Early mycosis fungoides has an indolent course, and thus, safer treatment options should always be considered. In patients with patch/plaque stage mycosis fungoides and mycosis fungoides palmaris et plantaris, the primary goal is to improve symptoms and quality of life while avoiding treatment-related toxicity because of its excellent prognosis.7 This involved either expectant management through watchful waiting, or the utilisation of skin-directed therapies.7,13 Current skin-directed treatment options for early mycosis fungoides include topical corticosteroids, topical chemotherapy (i.e., nitrogen mustard), topical retinoids (i.e., bexarotene or tazarotene), topical imiquimoid,14 phototherapy, local radiation therapy, and total skin electron irradiation for patients with severe skin symptoms.15 Phototherapy is an important treatment modality that may be used alone, or in conjunction with topical therapies.
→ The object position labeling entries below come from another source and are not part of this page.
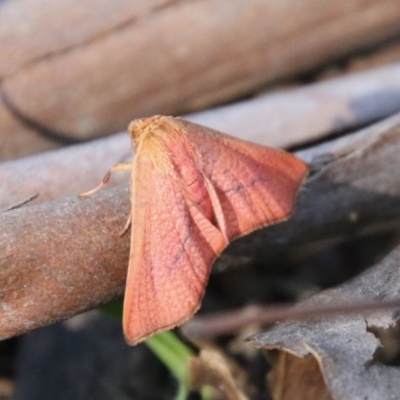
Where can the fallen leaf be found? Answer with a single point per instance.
(344, 346)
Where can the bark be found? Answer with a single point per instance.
(62, 257)
(72, 71)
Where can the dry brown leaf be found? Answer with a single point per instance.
(343, 346)
(296, 378)
(212, 368)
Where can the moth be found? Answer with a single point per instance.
(193, 191)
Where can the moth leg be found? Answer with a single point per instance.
(127, 225)
(115, 168)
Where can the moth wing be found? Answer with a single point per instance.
(256, 185)
(172, 249)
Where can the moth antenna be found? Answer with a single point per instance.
(116, 168)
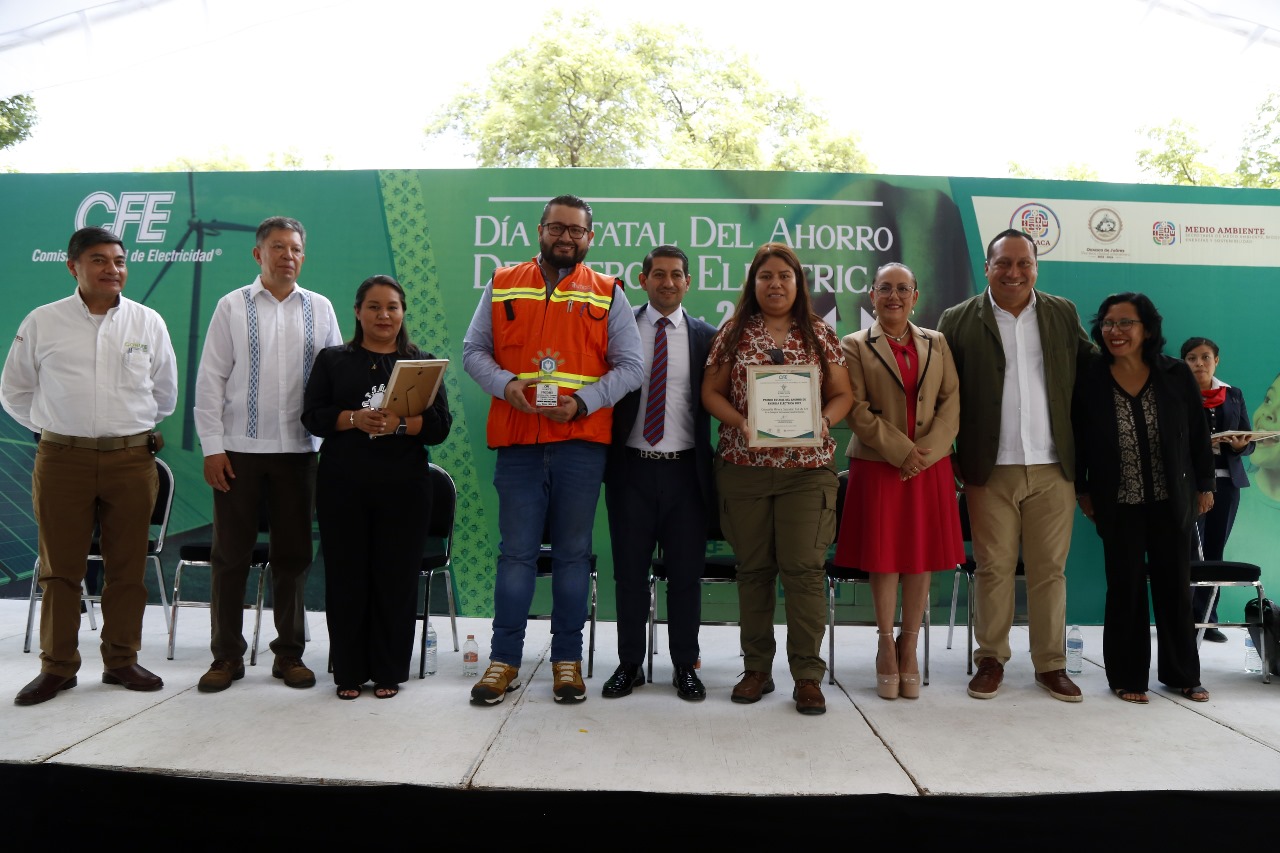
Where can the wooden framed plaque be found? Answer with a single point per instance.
(414, 384)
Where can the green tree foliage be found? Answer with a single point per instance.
(1260, 155)
(1176, 156)
(17, 119)
(580, 95)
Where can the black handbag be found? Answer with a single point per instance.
(1265, 628)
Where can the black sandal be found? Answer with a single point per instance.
(1142, 696)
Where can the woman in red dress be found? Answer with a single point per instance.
(901, 519)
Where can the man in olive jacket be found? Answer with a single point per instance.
(1018, 351)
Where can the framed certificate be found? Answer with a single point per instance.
(1253, 436)
(784, 405)
(412, 386)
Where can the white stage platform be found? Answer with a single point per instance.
(1020, 743)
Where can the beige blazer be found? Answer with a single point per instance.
(878, 418)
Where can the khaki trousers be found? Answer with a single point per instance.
(283, 486)
(780, 521)
(72, 488)
(1028, 510)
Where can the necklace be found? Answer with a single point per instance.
(378, 360)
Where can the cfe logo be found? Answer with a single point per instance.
(144, 209)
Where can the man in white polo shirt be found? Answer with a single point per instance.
(92, 374)
(259, 351)
(1018, 350)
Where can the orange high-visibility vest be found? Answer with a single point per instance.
(571, 328)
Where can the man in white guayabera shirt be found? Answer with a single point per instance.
(92, 373)
(259, 351)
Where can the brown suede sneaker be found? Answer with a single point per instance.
(986, 683)
(808, 696)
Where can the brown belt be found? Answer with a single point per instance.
(117, 442)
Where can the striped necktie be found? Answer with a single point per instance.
(656, 411)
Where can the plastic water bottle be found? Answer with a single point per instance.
(1252, 660)
(1074, 651)
(471, 657)
(430, 648)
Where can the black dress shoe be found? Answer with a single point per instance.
(688, 684)
(626, 676)
(44, 688)
(133, 678)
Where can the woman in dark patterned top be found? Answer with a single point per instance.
(373, 493)
(1144, 473)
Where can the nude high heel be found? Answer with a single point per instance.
(910, 682)
(886, 685)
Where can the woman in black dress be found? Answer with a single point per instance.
(1144, 473)
(373, 493)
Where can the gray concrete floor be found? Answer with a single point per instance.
(1023, 742)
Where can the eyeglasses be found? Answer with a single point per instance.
(557, 229)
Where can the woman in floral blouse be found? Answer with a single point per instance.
(777, 503)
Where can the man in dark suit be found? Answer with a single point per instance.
(1018, 350)
(658, 478)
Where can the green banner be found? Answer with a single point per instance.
(1208, 259)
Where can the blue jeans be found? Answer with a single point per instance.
(554, 487)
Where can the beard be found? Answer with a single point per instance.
(562, 255)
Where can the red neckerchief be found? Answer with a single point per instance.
(1214, 397)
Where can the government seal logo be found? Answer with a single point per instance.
(1105, 224)
(1040, 223)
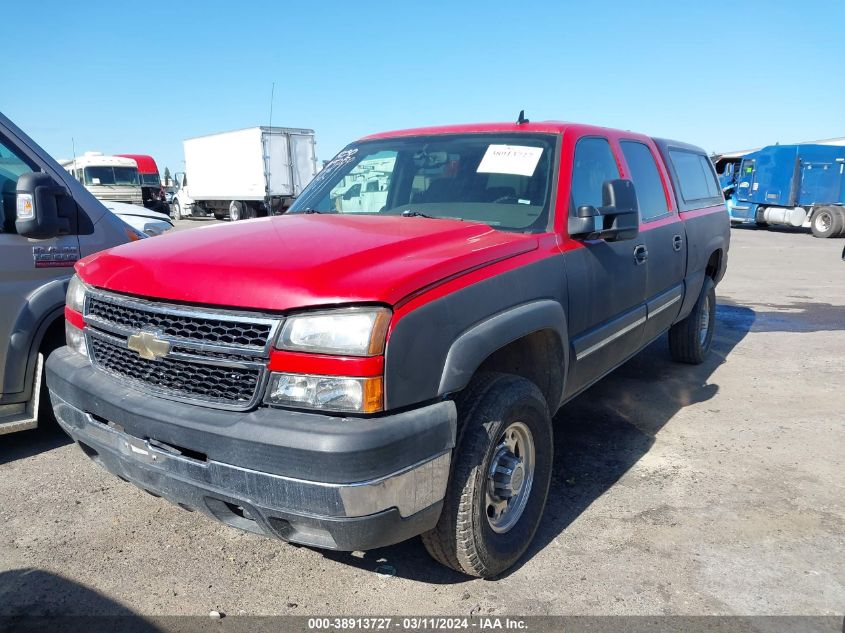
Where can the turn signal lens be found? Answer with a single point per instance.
(326, 393)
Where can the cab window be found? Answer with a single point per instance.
(697, 179)
(651, 197)
(593, 165)
(11, 166)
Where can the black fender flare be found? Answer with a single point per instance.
(478, 342)
(44, 306)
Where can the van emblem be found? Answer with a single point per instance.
(148, 345)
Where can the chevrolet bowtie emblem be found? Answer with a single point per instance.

The reported complete response rates, defined as >90–95% clearance, for early stage mycosis fungoides (Stage IA–IIA) for NB-UVB ranged from 54–90%, while the complete response rate was reported as 65–85% PUVA.16 In a systematic review and meta-analysis by Phan et al.17 comparing the efficacy of NB-UVB with PUVA, they concluded that NB-UVB, due to its safety profile, is a viable alternative to PUVA for treatment of early-stage mycosis fungoides.
CONCLUSION
Mycosis fungoides is an exceedingly uncommon skin condition with a variety of clinical manifestations, making its diagnosis still challenging without the adjunct of immunohistochemical staining and T cell receptor gene rearrangement. Thus, clinicopathologic correlation is the best way of diagnosis. The authors highlighted the importance of high clinical suspicion for cutaneous T cell lymphoma in patients with chronic unremitting inflammatory dermatoses that are recalcitrant to treatment. Phototherapy alone, or in conjunction with topical therapies, is both a viable and safe treatment option for the management of early-stage mycosis fungoides.